Issue #234

When the government outsources to private companies, inequality gets worse

State and local officials nationwide are responding to budget crunches by siphoning off public services to private contractors—the classic “market-based solution” for a fiscal crisis. But on balance, the savings of these supposedly cost-saving outsourcing measures often turn out to be less than advertised. A new report from the Colorado Center for Policy Studies out of the University of Colorado outlines the true price of outsourcing government functions like sanitation and healthcare: weakened social infrastructure, deepened economic inequity, and hollowed-out civic institutions. Contracting out a service, like managing bridge tolls or a healthcare website, might make financial sense on paper for a state or local government. And certainly, the recession has produced real fiscal pressures on local policymakers. But the study’s analysis of patterns of contracting and privatization nationwide shows that in many cases, when officials turn to private firms to serve the public on the cheap, hidden costs surface eventually in the form of economic decline, mismanagement, and poor quality of services.
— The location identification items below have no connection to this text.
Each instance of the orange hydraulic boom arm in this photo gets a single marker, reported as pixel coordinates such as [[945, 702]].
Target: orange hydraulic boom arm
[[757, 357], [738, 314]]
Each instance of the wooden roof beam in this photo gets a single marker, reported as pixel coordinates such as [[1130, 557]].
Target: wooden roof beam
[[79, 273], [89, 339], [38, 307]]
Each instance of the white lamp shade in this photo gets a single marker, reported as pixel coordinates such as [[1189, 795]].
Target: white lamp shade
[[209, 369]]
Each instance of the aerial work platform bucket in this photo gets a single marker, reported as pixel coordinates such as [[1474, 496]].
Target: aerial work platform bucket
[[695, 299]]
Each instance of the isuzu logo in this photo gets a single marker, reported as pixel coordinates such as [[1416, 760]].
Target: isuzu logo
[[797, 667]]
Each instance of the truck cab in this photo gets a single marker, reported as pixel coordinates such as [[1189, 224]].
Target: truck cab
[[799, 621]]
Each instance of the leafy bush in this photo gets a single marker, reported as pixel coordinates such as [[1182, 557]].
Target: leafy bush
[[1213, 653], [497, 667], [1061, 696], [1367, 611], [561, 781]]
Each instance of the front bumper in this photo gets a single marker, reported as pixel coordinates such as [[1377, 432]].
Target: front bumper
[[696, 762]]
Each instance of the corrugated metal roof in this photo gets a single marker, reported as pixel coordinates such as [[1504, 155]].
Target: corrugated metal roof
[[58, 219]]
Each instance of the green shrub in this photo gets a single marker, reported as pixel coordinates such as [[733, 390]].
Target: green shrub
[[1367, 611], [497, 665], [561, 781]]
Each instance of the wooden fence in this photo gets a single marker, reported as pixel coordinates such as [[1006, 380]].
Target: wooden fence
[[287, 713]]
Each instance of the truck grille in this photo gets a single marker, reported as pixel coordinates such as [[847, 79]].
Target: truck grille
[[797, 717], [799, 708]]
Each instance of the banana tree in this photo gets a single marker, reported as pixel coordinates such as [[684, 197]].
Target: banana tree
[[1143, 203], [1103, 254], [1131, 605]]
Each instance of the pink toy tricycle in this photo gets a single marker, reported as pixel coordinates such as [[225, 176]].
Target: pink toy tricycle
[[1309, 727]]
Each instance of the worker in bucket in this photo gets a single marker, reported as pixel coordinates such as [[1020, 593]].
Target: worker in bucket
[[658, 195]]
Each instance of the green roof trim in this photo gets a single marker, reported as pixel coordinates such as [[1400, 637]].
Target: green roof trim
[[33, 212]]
The benefits of this kind of “private-public partnership” largely accrue to contractors, while communities bears the costs of insufficient oversight and limited public control over the use of taxpayer resources. In contrast to the neoliberal rhetoric touting the efficiencies of privatization and injecting “free enterprise” into government, when providing critical public services, lower inputs often lead to worse results. The Nation, 3-24-14.